Jordanian academic and mathematician

Shaher Momani is a Jordanian distinguished professor of applied mathematics and one of the top ten scientists in the world in the field of fractional calculus according to Web of Science several times between 2009 and 2013. He was selected as one of the world's most influential scientific minds according to Thomson Reuters in 2014 and 2015. Momani was also selected by Thomson Reuters as one of the highly cited researchers between 2014 and 2018. Al Momani was honored by King Abdullah II Bin Al Hussein among the Jordanian Stars of Science for his contributions to his field of specialization during the World Science Forum in 2017.

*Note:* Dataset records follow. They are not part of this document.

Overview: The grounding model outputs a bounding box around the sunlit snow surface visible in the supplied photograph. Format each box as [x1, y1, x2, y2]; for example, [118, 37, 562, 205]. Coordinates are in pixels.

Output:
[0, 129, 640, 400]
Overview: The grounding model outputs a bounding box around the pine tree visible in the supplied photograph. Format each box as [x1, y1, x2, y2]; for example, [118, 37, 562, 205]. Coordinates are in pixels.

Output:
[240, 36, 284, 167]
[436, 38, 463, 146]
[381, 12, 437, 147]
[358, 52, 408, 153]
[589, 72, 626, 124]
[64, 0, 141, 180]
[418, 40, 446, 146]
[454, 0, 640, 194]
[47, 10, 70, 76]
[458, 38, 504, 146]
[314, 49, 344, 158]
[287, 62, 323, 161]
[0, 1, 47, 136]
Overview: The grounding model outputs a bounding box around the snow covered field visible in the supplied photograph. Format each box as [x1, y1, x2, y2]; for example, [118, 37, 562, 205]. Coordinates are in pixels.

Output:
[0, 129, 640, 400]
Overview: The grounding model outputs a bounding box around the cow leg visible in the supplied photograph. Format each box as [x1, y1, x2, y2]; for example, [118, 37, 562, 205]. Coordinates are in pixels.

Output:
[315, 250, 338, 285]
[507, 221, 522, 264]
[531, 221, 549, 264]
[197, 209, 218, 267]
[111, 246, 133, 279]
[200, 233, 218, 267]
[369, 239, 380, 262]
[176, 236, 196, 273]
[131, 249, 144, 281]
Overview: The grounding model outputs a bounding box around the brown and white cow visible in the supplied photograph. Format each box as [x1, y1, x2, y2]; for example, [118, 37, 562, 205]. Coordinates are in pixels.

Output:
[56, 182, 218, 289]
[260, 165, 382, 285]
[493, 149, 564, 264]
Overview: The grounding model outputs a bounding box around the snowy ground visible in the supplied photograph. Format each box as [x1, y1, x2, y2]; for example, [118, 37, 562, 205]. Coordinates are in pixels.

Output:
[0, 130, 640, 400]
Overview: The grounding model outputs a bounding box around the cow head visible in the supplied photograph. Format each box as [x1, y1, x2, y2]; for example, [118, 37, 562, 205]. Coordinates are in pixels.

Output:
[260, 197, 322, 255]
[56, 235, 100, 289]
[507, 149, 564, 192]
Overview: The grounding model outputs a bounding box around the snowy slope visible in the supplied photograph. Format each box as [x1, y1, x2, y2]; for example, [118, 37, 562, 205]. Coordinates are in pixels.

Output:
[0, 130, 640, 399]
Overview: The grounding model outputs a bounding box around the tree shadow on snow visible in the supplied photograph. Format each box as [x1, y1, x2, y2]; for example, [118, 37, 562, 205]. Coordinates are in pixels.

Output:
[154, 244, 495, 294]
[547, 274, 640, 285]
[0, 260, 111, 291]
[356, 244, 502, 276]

==Qualifications and positions==
- B.Sc. in mathematics in 1984 from Yarmouk University.
- Ph.D. in mathematics in 1991 from University of Wales.
- Islamic World Academy of Sciences fellowship.
- Dean of the Faculty of Science at university of Jordan between 2014-2016.
- Dean of Academic Research at university of Jordan between 2016-2018.
- Member of Princess Sumaya University for Technology board of trustees.
- Jordan Scientific Research Support Fund member between 2010-2012.
- Member at the editorial board of The Jordanian Journal of Mathematics and Statistics.
- Editor in chief of University of Jordan Dirasat journal.
- Chairman of the Department of Mathematics at the University of Jordan between 2012 and 2014.
- Chairman of the Department of Mathematics at Mutah University between 1994 and 1995.

==Awards==
- The Order of King Abdullah II for Excellence of the Second Class for scientific research.
- ISESCO Science Prize in 2008.
- Ali Mango Distinguished Researcher Prize in 2016.
- TWAS Prize for the Young Scientists in 2000.
- Researcher Prize in Jordan in 2012.
- Distinguished Researcher Prize at The University of Jordan.